SANTA MARIA CAPUA VETERE – Le indagini degli uomini dell’arma dei carabinieri di Aversa e Trentola Ducenta, hanno portato all’arresto di 5 persone per i reati, a vario titolo, di rapina (art. 628 c.p.), estorsione (art. 629 c.p.), spaccio di sostanze stupefacenti (art. 73 D.P.R. 309/90) e sfruttamento della prostituzione (art. 3 L. 75/1958).

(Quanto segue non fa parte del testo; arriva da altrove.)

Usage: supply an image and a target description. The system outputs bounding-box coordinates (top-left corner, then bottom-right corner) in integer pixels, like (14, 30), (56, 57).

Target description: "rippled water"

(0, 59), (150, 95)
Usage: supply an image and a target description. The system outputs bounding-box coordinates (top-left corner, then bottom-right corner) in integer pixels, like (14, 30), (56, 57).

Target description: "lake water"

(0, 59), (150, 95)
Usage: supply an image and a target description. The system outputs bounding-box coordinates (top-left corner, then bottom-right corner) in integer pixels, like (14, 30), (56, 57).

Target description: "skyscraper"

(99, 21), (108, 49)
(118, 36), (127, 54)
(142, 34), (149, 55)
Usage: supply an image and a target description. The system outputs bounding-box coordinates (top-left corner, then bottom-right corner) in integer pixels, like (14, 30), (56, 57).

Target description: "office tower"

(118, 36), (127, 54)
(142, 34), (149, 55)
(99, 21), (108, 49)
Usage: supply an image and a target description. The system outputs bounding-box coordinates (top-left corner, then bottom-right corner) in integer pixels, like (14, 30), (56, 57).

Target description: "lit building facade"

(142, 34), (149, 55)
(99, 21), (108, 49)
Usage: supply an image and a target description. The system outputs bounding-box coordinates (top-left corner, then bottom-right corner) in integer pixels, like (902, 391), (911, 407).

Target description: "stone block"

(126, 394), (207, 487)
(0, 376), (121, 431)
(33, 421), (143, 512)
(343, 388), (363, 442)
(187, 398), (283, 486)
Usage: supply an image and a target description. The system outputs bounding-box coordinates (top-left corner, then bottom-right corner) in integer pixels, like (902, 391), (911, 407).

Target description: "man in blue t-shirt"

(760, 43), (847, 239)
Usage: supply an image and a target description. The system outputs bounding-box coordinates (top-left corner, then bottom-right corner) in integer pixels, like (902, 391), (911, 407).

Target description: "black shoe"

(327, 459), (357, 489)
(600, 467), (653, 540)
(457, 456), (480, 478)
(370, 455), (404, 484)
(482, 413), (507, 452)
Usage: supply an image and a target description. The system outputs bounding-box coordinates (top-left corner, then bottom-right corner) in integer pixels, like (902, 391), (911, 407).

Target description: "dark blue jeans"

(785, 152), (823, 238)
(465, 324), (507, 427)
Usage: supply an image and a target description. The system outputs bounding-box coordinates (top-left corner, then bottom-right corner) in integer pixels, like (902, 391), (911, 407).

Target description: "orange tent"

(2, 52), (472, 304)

  • CONSOLAZIO Gabriele 1984 – Santa Maria Capua Vetere, carcere
  • THACI Antonio 1976 – Albania, carcere
  • IANDOLO Valeria 1985 – Santa Maria Capua Vetere, arresti domiciliari
  • TAGLIAFERRI Palmerino 1982 – Santa Maria Capua Vetere arresti domiciliari
  • VICIGLIONE Nicola 1983 – Marcianise arresti domiciliari

TUTTI I NOMI DEGLI DEGLI INDAGATI:

AMORE Michele 1986 – Sant’Antimo, indagato a piede libero
CECERE Alfredo 1985 – Santa Maria Capua Vetere, indagato a piede libero
IAVARONE Mario 1984 – Teverola, indagato a piede libero
PASQUARIELLO Biagio 1988 – Caserta, indagato a piede libero
POLIDORO Beniamino – Santa Maria Capua Vetere, indagato a piede libero
TESCIONE Paolo 1976 – Santa Maria Capua Vetere, indagato a piede libero
VICIGLIONE Marco 1985 – Marcianise, indagato a piede libero

DE BERNARDO Nunzia 1974 – Napoli, obbligo di dimora

I reati contestati:

–  quattro rapine ad esercizi commerciali in Santa Maria C.V., aggravate dall’uso di un’arma e compiute da alcuni degli indagati al fine di procurarsi denaro da impiegare per l’acquisto di sostanze stupefacenti;

– estorsioni nei confronti di uomini, previamente adescati attraverso truffaldini annunci pubblicati su internet, con relativa offerta di prestazioni sessuali dietro corrispettivo. In tali casi, a fronte del tentativo di alcune delle vittime di recuperare il denaro consegnato, gli indagati minacciavano di ritorsioni finalizzate a farli desistere dalla pretesa restitutoria;

– numerosi episodi di cessione di sostanze stupefacenti in favore di giovani acquirenti, residenti in diversi comuni del casertano e del napoletano;

– un’attività di sfruttamento della prostituzione di alcune ragazze lungo la via Carlo III in località San Nicola La Strada, perpetrata da uno degli indagati, resosi altresì responsabile di una condotta estorsiva posta in essere ai danni di un transessuale, minacciato e costretto a consegnare del denaro in cambio della possibilità di esercitare l’attività di meretricio nella suddetta località.